Mızrak ve Çuval

1

Başlığını okuduğumda bile heyecanlandığım bir kitap çıktı piyasaya. Adı ‘Kayırma Ekonomisi’. Kitaptan ziyade bir manifesto. Bir manifestodan öte muhalefet bildirgesi.

Normal koşularda Sayıştay’ın Danıştay’ın Yargıtay’ın yapması gerekeni yapmış ufak tefek bir kadın.
Adı Esra Çeviker Gürakar.

Taşın nihayet kuşa çarptığını görüyoruz. Bu kadarı da olmaz dediğimiz herşeyin oluvermesi ne kadar tuhaf idiyse, bu kitabın tam da bu zamanda arzı endam etmesi ondan da tuhaf.

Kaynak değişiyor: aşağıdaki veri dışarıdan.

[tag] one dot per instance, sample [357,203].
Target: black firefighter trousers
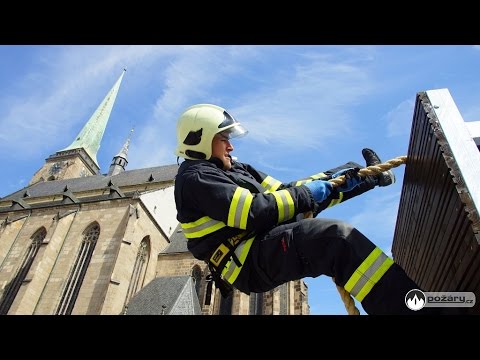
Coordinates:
[314,247]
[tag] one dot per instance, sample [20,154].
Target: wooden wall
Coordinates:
[437,233]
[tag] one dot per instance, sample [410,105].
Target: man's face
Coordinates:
[221,148]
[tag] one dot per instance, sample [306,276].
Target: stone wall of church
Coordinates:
[57,169]
[105,285]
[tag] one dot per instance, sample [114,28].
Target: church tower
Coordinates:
[80,158]
[119,161]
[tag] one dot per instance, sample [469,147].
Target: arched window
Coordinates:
[197,279]
[77,274]
[13,287]
[139,269]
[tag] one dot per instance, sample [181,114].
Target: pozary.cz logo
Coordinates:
[417,299]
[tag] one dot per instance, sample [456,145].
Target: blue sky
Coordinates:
[307,109]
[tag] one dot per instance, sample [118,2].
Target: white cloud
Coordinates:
[307,105]
[471,113]
[399,120]
[63,93]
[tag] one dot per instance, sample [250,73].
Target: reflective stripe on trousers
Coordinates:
[368,274]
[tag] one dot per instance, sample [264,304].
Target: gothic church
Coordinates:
[76,241]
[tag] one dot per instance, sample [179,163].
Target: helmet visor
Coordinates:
[232,128]
[235,131]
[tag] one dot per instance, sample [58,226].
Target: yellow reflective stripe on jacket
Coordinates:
[231,270]
[318,176]
[239,208]
[368,274]
[302,182]
[285,204]
[271,184]
[203,226]
[336,201]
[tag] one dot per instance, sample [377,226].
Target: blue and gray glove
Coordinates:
[352,179]
[320,189]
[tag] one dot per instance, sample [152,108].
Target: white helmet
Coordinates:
[197,126]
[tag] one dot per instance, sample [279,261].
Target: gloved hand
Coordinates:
[352,179]
[320,189]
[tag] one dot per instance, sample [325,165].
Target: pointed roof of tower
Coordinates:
[123,153]
[91,135]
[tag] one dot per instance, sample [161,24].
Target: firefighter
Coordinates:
[248,226]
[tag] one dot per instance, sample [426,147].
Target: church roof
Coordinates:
[151,175]
[174,295]
[178,242]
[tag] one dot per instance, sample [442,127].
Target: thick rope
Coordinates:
[369,170]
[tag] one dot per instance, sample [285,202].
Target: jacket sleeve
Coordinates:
[217,196]
[272,184]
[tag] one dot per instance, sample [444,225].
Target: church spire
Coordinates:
[80,158]
[119,161]
[91,135]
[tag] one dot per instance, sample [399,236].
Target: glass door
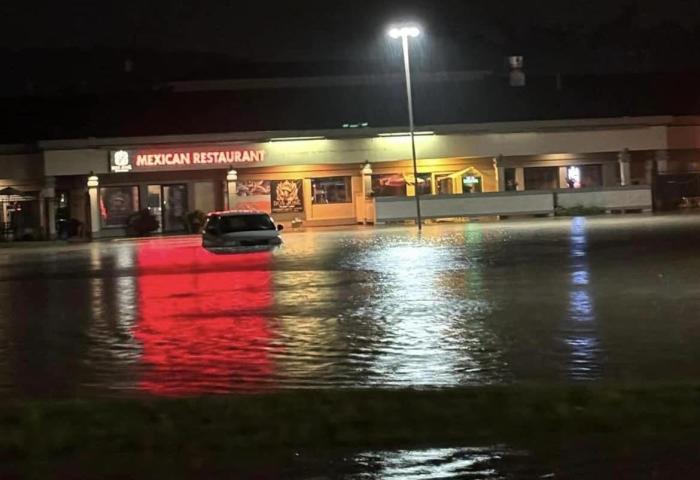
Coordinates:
[174,207]
[155,204]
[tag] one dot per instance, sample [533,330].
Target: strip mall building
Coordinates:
[334,177]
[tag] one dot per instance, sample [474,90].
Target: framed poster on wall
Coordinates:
[287,196]
[253,195]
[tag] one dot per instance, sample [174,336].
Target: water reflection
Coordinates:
[580,329]
[443,463]
[463,304]
[204,330]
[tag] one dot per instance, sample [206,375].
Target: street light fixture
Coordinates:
[404,32]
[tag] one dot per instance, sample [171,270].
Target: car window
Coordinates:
[212,222]
[245,223]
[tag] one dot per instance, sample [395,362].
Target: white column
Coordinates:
[49,193]
[649,171]
[623,159]
[231,180]
[93,184]
[519,179]
[661,158]
[500,174]
[562,177]
[366,172]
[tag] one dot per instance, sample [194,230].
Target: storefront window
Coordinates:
[117,203]
[287,196]
[591,176]
[584,176]
[388,185]
[331,190]
[425,181]
[541,178]
[471,184]
[253,195]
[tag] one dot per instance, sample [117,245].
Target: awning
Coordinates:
[9,194]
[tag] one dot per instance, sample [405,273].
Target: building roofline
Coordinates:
[368,132]
[320,81]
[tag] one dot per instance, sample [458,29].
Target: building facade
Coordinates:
[331,177]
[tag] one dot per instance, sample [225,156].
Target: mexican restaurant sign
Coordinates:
[184,158]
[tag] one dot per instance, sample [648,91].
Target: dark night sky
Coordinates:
[298,30]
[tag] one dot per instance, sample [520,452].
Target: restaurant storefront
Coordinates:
[333,178]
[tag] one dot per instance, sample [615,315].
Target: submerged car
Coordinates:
[240,230]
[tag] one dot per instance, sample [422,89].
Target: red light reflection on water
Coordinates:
[202,319]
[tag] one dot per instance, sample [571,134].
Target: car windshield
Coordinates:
[245,223]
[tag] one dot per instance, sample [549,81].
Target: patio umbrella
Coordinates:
[9,194]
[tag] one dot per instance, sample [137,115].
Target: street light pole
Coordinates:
[404,33]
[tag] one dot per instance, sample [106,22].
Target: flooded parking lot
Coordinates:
[605,299]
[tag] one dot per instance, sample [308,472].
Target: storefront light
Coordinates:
[93,181]
[407,134]
[296,139]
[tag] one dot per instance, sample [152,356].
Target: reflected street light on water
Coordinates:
[404,32]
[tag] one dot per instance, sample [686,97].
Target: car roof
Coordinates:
[229,213]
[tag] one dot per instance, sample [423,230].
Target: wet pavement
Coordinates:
[605,299]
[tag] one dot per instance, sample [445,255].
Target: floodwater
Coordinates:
[607,299]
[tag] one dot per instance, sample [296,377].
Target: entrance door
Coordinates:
[155,204]
[174,207]
[168,203]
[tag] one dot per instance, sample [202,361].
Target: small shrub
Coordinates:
[578,211]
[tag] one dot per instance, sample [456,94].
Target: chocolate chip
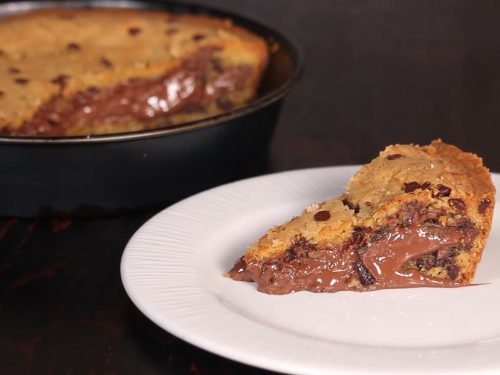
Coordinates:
[54,121]
[171,31]
[198,37]
[394,156]
[14,70]
[365,276]
[483,205]
[106,63]
[134,31]
[378,234]
[414,185]
[452,270]
[21,81]
[92,90]
[322,215]
[443,191]
[352,206]
[73,47]
[61,80]
[457,203]
[224,104]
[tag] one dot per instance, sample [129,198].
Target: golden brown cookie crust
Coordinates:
[102,47]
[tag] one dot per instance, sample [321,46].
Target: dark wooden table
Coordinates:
[377,72]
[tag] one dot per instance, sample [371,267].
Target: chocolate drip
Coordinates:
[193,85]
[393,256]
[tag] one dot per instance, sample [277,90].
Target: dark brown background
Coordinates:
[377,72]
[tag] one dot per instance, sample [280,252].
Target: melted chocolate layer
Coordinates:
[189,88]
[376,258]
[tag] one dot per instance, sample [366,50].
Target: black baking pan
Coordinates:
[107,174]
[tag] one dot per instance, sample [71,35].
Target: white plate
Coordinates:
[172,270]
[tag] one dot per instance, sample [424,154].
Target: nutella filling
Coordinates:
[187,89]
[390,257]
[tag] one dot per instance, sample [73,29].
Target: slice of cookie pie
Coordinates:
[414,216]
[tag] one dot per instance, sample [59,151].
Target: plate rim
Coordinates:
[205,343]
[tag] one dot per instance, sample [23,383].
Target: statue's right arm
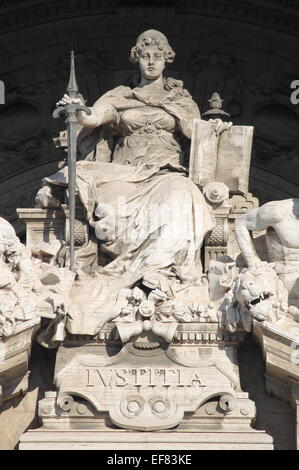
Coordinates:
[102,112]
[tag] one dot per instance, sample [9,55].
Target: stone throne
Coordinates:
[149,383]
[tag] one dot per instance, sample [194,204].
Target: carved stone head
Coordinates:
[149,39]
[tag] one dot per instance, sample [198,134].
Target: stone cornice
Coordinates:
[278,16]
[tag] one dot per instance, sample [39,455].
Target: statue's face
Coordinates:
[151,63]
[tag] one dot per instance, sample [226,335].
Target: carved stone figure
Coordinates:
[28,287]
[256,293]
[280,219]
[149,218]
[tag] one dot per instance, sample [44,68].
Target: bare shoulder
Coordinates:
[275,211]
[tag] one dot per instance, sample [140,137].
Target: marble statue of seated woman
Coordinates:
[132,180]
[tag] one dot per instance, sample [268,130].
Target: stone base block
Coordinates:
[80,439]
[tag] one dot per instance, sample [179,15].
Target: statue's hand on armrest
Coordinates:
[220,126]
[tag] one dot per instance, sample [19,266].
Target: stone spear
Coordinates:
[70,110]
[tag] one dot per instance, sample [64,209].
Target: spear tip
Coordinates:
[72,88]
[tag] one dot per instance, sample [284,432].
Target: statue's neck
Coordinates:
[152,84]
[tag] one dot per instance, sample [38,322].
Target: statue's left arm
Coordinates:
[184,109]
[256,219]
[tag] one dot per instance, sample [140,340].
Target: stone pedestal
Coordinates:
[14,358]
[148,394]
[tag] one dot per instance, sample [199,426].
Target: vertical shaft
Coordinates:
[72,136]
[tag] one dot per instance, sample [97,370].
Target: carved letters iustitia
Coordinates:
[142,377]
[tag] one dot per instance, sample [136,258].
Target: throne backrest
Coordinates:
[219,166]
[224,158]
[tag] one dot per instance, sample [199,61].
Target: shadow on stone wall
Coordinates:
[274,416]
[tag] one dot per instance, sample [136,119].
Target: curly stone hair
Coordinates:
[149,38]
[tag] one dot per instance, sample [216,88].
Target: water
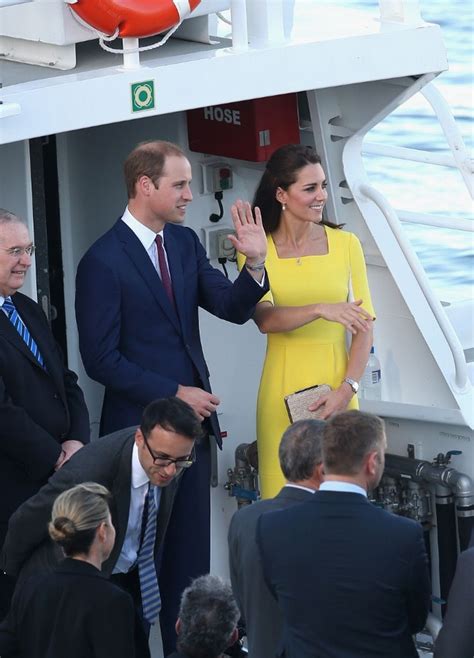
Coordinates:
[447,255]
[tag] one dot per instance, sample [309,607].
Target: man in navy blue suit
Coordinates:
[351,579]
[138,291]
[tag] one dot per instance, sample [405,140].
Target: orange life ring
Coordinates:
[133,18]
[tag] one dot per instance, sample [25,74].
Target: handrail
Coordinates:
[452,134]
[455,223]
[406,153]
[461,375]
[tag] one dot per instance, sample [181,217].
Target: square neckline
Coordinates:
[299,258]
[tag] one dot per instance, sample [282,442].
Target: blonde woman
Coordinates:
[74,611]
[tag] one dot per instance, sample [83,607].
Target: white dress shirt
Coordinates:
[299,486]
[146,237]
[348,487]
[138,492]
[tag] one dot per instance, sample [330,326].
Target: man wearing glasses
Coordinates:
[141,467]
[43,416]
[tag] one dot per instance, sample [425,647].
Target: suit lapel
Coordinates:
[142,262]
[37,329]
[176,272]
[121,501]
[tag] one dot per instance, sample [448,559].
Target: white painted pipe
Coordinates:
[238,12]
[131,60]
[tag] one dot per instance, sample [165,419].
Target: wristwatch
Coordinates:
[352,383]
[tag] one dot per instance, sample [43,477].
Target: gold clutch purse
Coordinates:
[297,403]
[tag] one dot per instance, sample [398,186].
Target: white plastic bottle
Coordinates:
[371,383]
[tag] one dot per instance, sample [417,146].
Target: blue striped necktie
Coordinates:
[151,600]
[19,325]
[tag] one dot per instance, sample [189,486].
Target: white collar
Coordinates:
[139,477]
[348,487]
[143,233]
[299,486]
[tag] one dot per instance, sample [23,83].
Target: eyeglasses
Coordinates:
[16,252]
[164,462]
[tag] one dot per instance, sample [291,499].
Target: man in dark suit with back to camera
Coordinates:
[43,416]
[138,292]
[351,579]
[300,461]
[141,468]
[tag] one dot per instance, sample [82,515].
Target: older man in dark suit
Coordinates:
[43,416]
[301,464]
[141,468]
[138,293]
[351,579]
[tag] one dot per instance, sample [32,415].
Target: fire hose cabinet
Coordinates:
[247,130]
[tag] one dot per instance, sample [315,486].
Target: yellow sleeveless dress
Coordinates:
[309,355]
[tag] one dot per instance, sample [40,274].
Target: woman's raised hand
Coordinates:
[250,238]
[350,314]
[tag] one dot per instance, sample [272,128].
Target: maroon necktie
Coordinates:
[165,275]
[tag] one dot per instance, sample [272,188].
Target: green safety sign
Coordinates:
[143,95]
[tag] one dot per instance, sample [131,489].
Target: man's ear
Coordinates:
[234,637]
[320,474]
[139,440]
[372,463]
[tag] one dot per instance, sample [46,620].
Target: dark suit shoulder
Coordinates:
[102,452]
[24,303]
[101,249]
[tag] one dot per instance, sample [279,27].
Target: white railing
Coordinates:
[461,372]
[452,134]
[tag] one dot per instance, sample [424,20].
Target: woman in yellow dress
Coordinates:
[314,268]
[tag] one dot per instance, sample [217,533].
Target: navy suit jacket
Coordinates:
[39,409]
[108,462]
[131,338]
[262,617]
[351,579]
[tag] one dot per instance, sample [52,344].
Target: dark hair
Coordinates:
[282,171]
[76,515]
[300,449]
[7,217]
[348,438]
[148,159]
[209,615]
[173,415]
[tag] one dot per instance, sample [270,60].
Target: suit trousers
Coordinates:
[130,582]
[186,552]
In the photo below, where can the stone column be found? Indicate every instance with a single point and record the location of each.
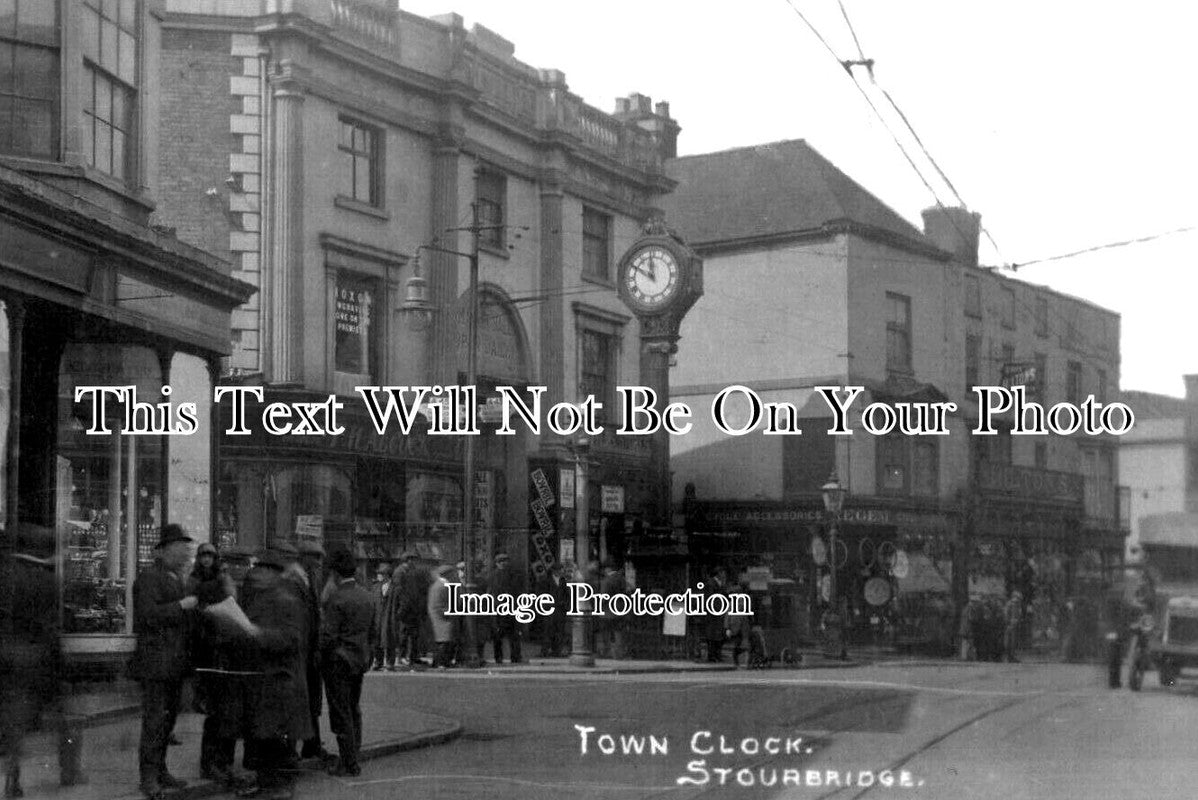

Adeta AKP’nin sona erdirdiği sisteminin bir nihai terceme-hali. Epilogu. “Bak biz memleket idare ettik ama ne idare ettik, çok iyi idare ettik” replik-retorikinin basit yalın ve tartışmasız ifşası.

Kitabı okumaya bile gerek yok aslında. Sadece kapağına bile bakmak hikayeyi özetliyor. Bir ağdan gözümüzü alamıyoruz. Herkesin herşeye bağlı olduğu bir ağ. Merkezinde bir partinin, bir süredir parti devleti oynayan partinin olduğu bir ağ.

En katı Kemalisti bile kıskandıracak bir devletçi duruş ile Sn. Bakanının ağzından “devlet ne diyorsa inanacaksın” diktesi ile de adı ve soyadı konulan bu sistemin adı “Kayırmacılık” olarak çoktan konulmuş.

D&R’da bile satılan bu kitabın aslında ortaya koyduğu ifşanın bütün sarahatına rağmen infial yaratmaması başlı başına bir yazı konusu. Bu tür kitaplara konu dosyalar aslında gazetecilerin, rakip siyasetçilerin, dedektiflerden rol çalan istidatlı savcıların işi.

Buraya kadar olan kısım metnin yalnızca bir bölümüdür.